Thursday, December 8, 2016

THE FUNHOUSE

Killer in a Franky mask 
THE FUNHOUSE (1981). Director: Tobe Hooper.

Amy Harper (Elizabeth Berridge) is anxious to go to the fair with new date Buzz Dawson (Cooper Huckabee) and her pals Liz (Largo Woodruff) and Richie (Miles Chapin). Not being terribly responsible individuals they basically do nothing when the fortune teller (Sylvia Miles) is murdered after an assignation for money goes wrong with a client -- said client being a hideously disfigured psychopath who runs around in a Frankenstein mask. The quartet find themselves trapped in the funhouse with the psycho and his father as the pair determine to do away with all of them. The Funhouse takes absolutely forever to get going, and when it finally does it's too snails-paced to build up much momentum although there are some spurts of action at the end. There are some good touches, but the fright scenes aren't especially well-staged for the most part. Like Eaten Alive, this is another disappointing early follow-up to director Hooper's famous Texas Chainsaw Massacre.

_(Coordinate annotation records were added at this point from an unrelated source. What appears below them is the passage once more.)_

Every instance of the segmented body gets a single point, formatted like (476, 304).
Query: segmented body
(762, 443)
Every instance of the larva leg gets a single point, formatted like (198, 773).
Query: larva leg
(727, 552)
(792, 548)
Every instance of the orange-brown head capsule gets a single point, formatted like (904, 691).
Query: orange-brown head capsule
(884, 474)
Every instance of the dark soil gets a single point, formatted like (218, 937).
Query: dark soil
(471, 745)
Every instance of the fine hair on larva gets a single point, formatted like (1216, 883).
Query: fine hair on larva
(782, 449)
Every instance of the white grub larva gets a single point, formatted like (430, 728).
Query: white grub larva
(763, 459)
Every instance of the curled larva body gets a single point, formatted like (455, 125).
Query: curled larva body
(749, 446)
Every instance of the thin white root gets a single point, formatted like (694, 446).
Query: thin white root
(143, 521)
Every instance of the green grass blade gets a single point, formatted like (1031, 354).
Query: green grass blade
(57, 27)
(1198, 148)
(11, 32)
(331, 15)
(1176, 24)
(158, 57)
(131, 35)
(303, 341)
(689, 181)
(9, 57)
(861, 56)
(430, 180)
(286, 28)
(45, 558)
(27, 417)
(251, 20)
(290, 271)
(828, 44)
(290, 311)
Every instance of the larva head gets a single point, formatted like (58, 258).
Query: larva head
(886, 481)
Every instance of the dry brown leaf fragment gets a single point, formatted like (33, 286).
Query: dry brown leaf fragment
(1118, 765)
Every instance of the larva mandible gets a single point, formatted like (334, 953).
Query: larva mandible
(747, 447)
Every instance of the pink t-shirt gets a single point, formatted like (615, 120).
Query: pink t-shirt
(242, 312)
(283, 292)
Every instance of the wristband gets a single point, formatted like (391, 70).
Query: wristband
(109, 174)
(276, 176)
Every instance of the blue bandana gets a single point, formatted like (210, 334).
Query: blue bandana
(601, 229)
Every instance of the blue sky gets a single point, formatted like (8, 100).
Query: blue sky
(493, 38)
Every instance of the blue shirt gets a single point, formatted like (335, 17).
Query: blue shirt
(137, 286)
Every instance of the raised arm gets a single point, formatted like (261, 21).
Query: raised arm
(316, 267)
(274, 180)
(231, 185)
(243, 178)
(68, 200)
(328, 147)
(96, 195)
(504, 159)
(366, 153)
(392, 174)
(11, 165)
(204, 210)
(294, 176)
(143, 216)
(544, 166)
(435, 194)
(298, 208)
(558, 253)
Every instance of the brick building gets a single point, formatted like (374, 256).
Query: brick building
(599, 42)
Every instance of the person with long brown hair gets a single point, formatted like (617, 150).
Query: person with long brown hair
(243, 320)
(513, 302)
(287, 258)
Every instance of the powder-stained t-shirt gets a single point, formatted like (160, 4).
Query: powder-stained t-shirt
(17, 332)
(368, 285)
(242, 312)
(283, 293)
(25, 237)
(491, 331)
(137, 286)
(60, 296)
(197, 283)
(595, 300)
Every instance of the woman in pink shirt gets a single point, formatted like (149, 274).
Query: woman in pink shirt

If The Funhouse was an attempt to create a new popular maniac a la Leatherface, it didn't work. The widescreen Panavision works against the would-be claustrophobic feel of the funhouse scenes. The acting is good, however, with a sympathetic Berridge, and Sylvia Miles stealing the show with her fun portrayal of the fortune teller, Madame Zena, who drops her phony foreign accent when she gets mad. The script is terribly contrived and often implausible. John Beal's theme music is a plus, although the rest of the score is pretty much a waste. [This is not the actor John Beal.] Unlike most of the actors in movies like this, some of the cast members went on to other and better things.

Verdict: Not very memorable. **.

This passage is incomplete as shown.